One of the nice things about yesterday’s elegant little calculation was that we didn’t have to think about leap year at all. We let the FileMaker calculation engine worry about that for us. But there’s something very different I like about today’s calculation… it’s supremely readable. It’s not elegant, and it’s not succinct, but it gets the job done. And that’s one of my favorite things about FileMaker: there is rarely only one way to solve a problem.

General, Level: Beginner, Version: FM 8 or later

The Last Day of the Month, part 1

Kevin Frank

This seems an appropriate day to post this. At the risk of stating the obvious, the first day of a given month is a very easy date to calculate, because the day number will always be 1. So, assuming we want to dynamically calculate the date for the first day of the current month (whatever that month may happen to be), we can simply plug the values in as follows:

      Let ( x = Get(CurrentDate) ;
         Date ( Month ( x ) ; 1 ; Year ( x ) )
      ) // end let

Wouldn’t it be nice if it were that easy to calculate the date for the last day of the month? The problem of course, is that the last day of the month can be 28, 29, 30 or 31.

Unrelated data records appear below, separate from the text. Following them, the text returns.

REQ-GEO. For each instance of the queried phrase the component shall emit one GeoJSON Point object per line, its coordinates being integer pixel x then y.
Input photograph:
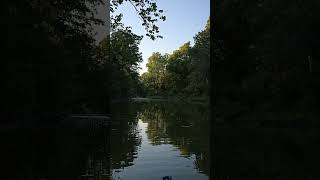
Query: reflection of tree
{"type": "Point", "coordinates": [184, 126]}
{"type": "Point", "coordinates": [124, 138]}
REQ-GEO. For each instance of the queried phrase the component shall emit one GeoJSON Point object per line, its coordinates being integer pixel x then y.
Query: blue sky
{"type": "Point", "coordinates": [184, 19]}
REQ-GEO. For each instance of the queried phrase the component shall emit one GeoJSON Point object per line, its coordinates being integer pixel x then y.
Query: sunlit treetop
{"type": "Point", "coordinates": [148, 12]}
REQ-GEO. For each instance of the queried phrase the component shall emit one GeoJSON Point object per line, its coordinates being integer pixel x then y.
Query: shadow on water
{"type": "Point", "coordinates": [56, 153]}
{"type": "Point", "coordinates": [142, 127]}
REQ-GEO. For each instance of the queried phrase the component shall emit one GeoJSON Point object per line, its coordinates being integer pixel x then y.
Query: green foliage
{"type": "Point", "coordinates": [148, 12]}
{"type": "Point", "coordinates": [185, 72]}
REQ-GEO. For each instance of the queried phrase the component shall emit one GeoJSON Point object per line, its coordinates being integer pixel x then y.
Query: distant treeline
{"type": "Point", "coordinates": [52, 65]}
{"type": "Point", "coordinates": [185, 72]}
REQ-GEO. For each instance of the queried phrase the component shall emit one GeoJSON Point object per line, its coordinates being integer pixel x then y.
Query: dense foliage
{"type": "Point", "coordinates": [185, 72]}
{"type": "Point", "coordinates": [52, 64]}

You might be tempted to use a Case() statement, and test each month individually, but then you’d have to engage in some calculation gymnastics to accommodate Feb 29th in leap years. Here’s an approach I like because it’s both succinct and bullet proof.

      Let ( x = Get(CurrentDate) ;
         Date ( Month ( x ) + 1 ; 1 ; Year ( x ) ) - 1
      ) // end let

In a nutshell, this tells FileMaker to calculate the date corresponding to the 1st of next month, and then to subtract 1 day from that. It even works in December, because FileMaker is smart enough to convert Date(13;1;2010) to January 1, 2011, and of course if we subtract one day from that we get December 31, 2010.

And here’s a tip I picked up from Geoff Gerhard at Creative Solutions: the calc can be further simplified, by removing the “-1” from the end, and changing the day number to zero, which FileMaker is smart enough to interpret as “the day before the first of the month”.

      Let ( x = Get(CurrentDate) ;
         Date ( Month ( x ) + 1 ; 0 ; Year ( x ) )
      ) // end let

Incidentally, I’ve used Get(CurrentDate) in these examples, and that’s fine for a single-user system. For a multi-user system, it’s a good idea to instead use…

      GetAsDate ( Get ( CurrentHostTimestamp ) )

…which ensures your users will all be on the same page, or date at any rate, regardless of what date their computer thinks it is. Time can be calculated in a similar manner:

      GetAsTime ( Get ( CurrentHostTimestamp ) )

And the nice thing about this is that if you open the file single-user, the above calcs still work since your computer is considered to be the host. That’s what I call all gain and no pain.